Kapitel 1: Alles auf Anfang


„Ich hasse Euch!“ Der Schrei dröhnte in seinen Ohren, obwohl er längst verklungen war, ließ seine Schultern erbeben und seine Seele bluten. Mehr stolpernd als gehend kämpfte Obi-Wan sich vorwärts. Seine Augen starrten blicklos auf den Boden zu seinen Füßen, die Ruinen dessen, was vom Unterschlupf der Separatisten geblieben war, überhaupt nicht wahrnehmend, während er verzweifelt versuchte dem Schmerz Herr zu werden, der unbarmherzig durch seine Eingeweide tobte und sein Herz in immer kleinere Fetzen zerriss.

„Ich hasse Euch!“ Die Worte wirbelten durch seinen Verstand ohne sich ihm zu erschließen, ohne irgendeine Erklärung zu liefern und ließen nichts als Chaos und Zerstörung zurück. Leicht schwankend und ohne es wirklich wahrzunehmen setzte Obi-Wan einen Fuß vor den anderen und nur die Hitze, die ihm mit einem Mal wieder mit geballter Intensität entgegenschlug, ließ einen winzigen Teil seines wie ferngesteuert funktionierenden Gehirns registrieren, dass er das zerstörte Gebäude hinter sich gelassen hatte. Die Lava, die sich brodelnd und zischend ihren Weg über das dunkle Gestein suchte, und das Ächzen hinter ihm, machten einen Höllenlärm, aber Obi-Wan bemerkte es nicht. Seine Wahrnehmung war auf den nächsten Meter Boden unter seinen Füßen zusammengeschrumpft und in seinen Ohren hallten die Worte seines Freundes, seines Bruders.

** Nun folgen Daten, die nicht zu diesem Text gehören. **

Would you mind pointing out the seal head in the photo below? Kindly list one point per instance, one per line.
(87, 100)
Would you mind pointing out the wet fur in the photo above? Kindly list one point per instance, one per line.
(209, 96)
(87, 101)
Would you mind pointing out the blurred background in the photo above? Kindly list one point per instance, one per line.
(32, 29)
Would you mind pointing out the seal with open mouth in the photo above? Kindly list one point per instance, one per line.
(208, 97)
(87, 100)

„Ich hasse Euch!“ Aber es war nicht sein Bruder gewesen, der diese Worte ausgesprochen hatte. Dieser junge Mann war nicht mehr Anakin Skywalker gewesen, sondern der manipulierte Sith Darth Vader. Anakin hätte all das niemals getan! An diesen Gedanken musste Obi-Wan sich regelrecht klammern, um nicht auch noch seinen Verstand an den Schmerz zu verlieren, der in seinem Inneren wütete und mit jedem Schritt an Intensität gewann. Ein winziger Teil von ihm, der trotz allem noch halbwegs klar denken konnte, registrierte nüchtern, dass sein zerrissenes Inneres hundertmal mehr schmerzte als jede körperliche Wunde und jede Foltermethode, die die grausamsten Wesen der Galaxis zu ersinnen pflegten.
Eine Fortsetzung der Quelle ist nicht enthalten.